With more people working from home and attending online classes, digital whiteboards are becoming more and more popular. For this reason, we are thrilled about the Apple Freeform app. Here’s everything you need to know.
The canvas
The dotted canvas is excellent. If you’d rather work on a plain background, you have the option to hide the grid. We also like that as you zoom in and out, Freeform displays the percentage of your zoom and that it automatically snaps to 100%. It snaps on multiple levels, too, which is useful.
Handwriting tools
Your handwriting tools are the same as those in Pages, Keynote, and Numbers. They, therefore, look and feel familiar. Freeform also borrowed the shapes tool, which has different categories of shapes you can add to your canvas. The only problem is that you’re limited to using these if you want decent shapes in the app. You can’t simply sketch a shape and have it magically transformed, like we get in other apps. We expected more because such a shapes tool means working faster in the app. Adding shapes takes too much effort for a digital workflow.
Text tool
You can add text boxes to your canvas. Your text can be any colour you want. However, we continue to run into the same issue we have with Apple apps: we can’t modify the default colours on the toolbar. Using custom colours requires a lot of unnecessary steps. You can do the following with your text:
- Format to make it bold, italic, or underlined.
- Align
- Turn into lists: dashed, numbered, or bulleted.
- Customise the font
Items you can add
Sticky notes
You can add sticky notes to your canvas. What’s a whiteboard without sticky notes? These come in a few different colours to select from. You can’t really complain. Custom colours would be wonderful, but are they necessary? You can align your text to the centre, top, or bottom of your sticky notes. They also have all the text options you have on your text boxes. Sadly, handwritten notes don’t stick to the sticky notes (that would have been cool).
Scans, photos & videos
You can scan documents directly onto the canvas using the iPadOS 16 scanning engine. You can also add photos from the Photos library or take one with your camera. For both your scans and photos, you can quickly replace them. It helps when you pick the wrong file. Cropping your images is easy.

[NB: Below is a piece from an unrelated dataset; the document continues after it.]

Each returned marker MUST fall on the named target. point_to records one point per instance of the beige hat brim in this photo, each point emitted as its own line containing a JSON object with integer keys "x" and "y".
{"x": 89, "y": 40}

You can add shadows to your images. Some images look better with shadows, others don’t. There is also an option to make the edges rounded. Our favourite feature is the ability to add videos of any length and, apparently, any size. The largest video we’ve added so far was about 4 GB. Your videos play inline, without having to leave the whiteboard. How cool is that! If you want to play the videos in full screen, of course, you can do that. Videos have similar editing features to those you have for your photos.
Links & other files
You can add links to your canvas, and the app creates a beautiful web clips. A whiteboard works with a lot of visuals, so it makes sense to turn them into web clips. The Freeform app also lets you add any file to your notes: zip, PDF, .pptx, .docx, etc. You can open these to read, but you get no Markup tools; those would have been awesome for PDFs especially.
Editing items on the canvas
Everything on the canvas can be edited. The lasso tool can only select and pick up handwriting. Let’s hope in the future it’ll be able to at least select everything on the canvas. You can do the following with each item on the page, your handwritten notes included:
- Duplicate
- Resize
- Rotate
- Delete
- Copy/cut and paste
- Move to the front or back of other items.
- Lock to prevent from moving or further editing
- Add a description for improved accessibility
- Copy and paste styles between similar items
You can edit one, or select multiple items at once. Grouping them together makes it easier to move them around in relation to each other. You can even align the items, which we haven’t really found that useful at the moment.
Collaboration
For remote teams such as ours, it’s important to brainstorm at the same time. Unfortunately, at the moment, we’ve been able to edit and see the changes others make, but it hasn’t been in real time. That’s probably a bug that needs ironing out. While collaborating, you can quickly get onto an audio or video call with your colleagues to discuss the ideas you’re putting together.
Like with collaboration in any other Apple app, you give your colleagues permission to make changes and add other people. To complete this collaboration experience, we hope to see commenting and change tracking.
Organisation
On the homepage, you only get smart folders for your recent, shared, and favourite boards. We can’t group our boards into folders yet, and we look forward to having that ability. Using groups is an available option, but we’re still working on what that entails. Your boards can display as thumbnails or lists according to date or name.